Introduction

Real-world studies seek to provide a line of complementary evidence to that provided by randomized controlled trials (RCTs). While RCTs provide evidence of efficacy, real-world studies produce evidence of therapeutic effectiveness in real-world practice settings [1]. The RCT is a well-established methodology for gathering robust evidence of the safety and efficacy of medical interventions [2]. In RCTs, the investigators are able to reduce bias and confounding by utilizing randomization and strict patient inclusion and exclusion criteria. This internal validity is often achieved at the expense of external validity (generalizability), since the populations enrolled in RCTs may differ significantly from those found in everyday practice. Real-world evidence has emerged as an important means to understanding the utility of medical interventions in a broader, more representative patient population. The strict exclusion criteria for RCTs may exclude the majority of patients seen in routine care; therefore, real-world evidence can give vital insight into treatment effects in more diverse clinical settings, where many patients have multiple comorbidities [3, 4].

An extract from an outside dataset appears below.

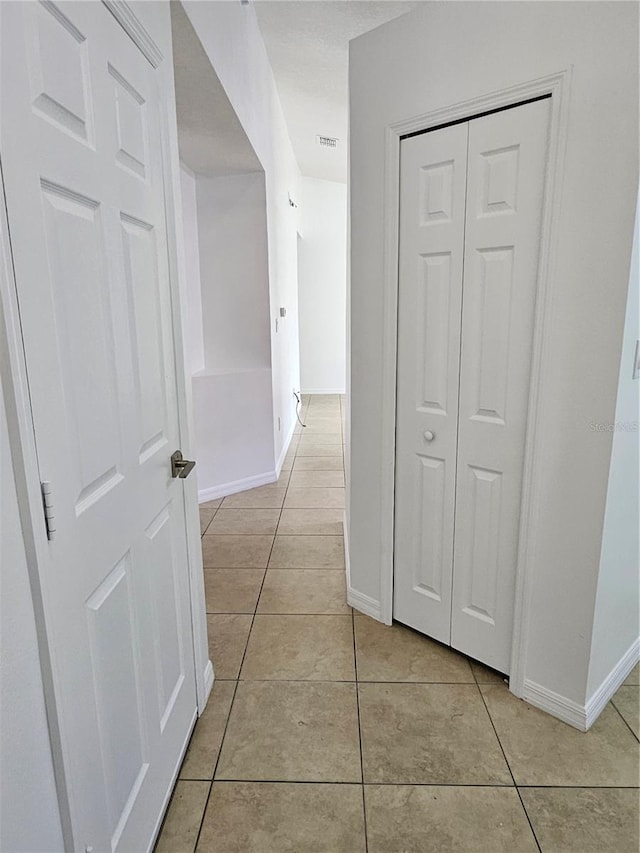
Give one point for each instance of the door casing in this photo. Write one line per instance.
(558, 86)
(13, 375)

Data from real-world studies can provide evidence that informs payers, clinicians, and patients on how an intervention performs outside the narrow confines of the research setting, providing essential information on the long-term safety and effectiveness of a drug in large populations, its economic performance in a naturalistic setting, and for assessment of comparative effectiveness with other treatments. With improvements in the rigor of methodology being applied to real-world studies, along with the increasing availability of higher-quality, larger datasets, the importance of findings from these studies is growing. The value of real-world data has been recognized by regulatory bodies such as the US Food and Drug Administration (FDA) and the European Medicines Agency (EMA) [5, 6]. These bodies acknowledge the importance of real-world data in supporting marketed products and their potential role in supporting life cycle product development/monitoring and decision-making for regulation and assessment [5, 6]. A survey of the pharmaceutical and medical devices industry in the European Union and the USA determined that 27% of real-world studies are conducted by industry, performed “on request” by regulatory authorities [7]. Real-world data form a key component of healthcare technology assessments used by national and regional bodies, such as the National Institute for Health and Care Excellence (NICE) in the UK and Germany’s Institute for Quality and Efficiency in Health Care (EQWiG), to guide clinical decision-making [8]. The data from real-world studies are also increasingly utilized by payers. In a US survey, the majority of payers who responded reported using real-world data to guide decision-making, in particular on utilization management and formulary placement [9]. Such data usage may have profound effects; for example, the reversal of a decision by the EQWiG that analogue basal insulins showed no benefit over human insulin, which restored market access and premium pricing for insulin glargine in Germany [10]. The increase in the number of real-world studies has resulted in more clinical evidence being available to guide treatment decisions, and can allow assessment of the impacts of off-label use. In this paper, we review the impact of real-world clinical data and how their interpretation can assist clinicians to assess clinical evidence appropriately for their own decision-making.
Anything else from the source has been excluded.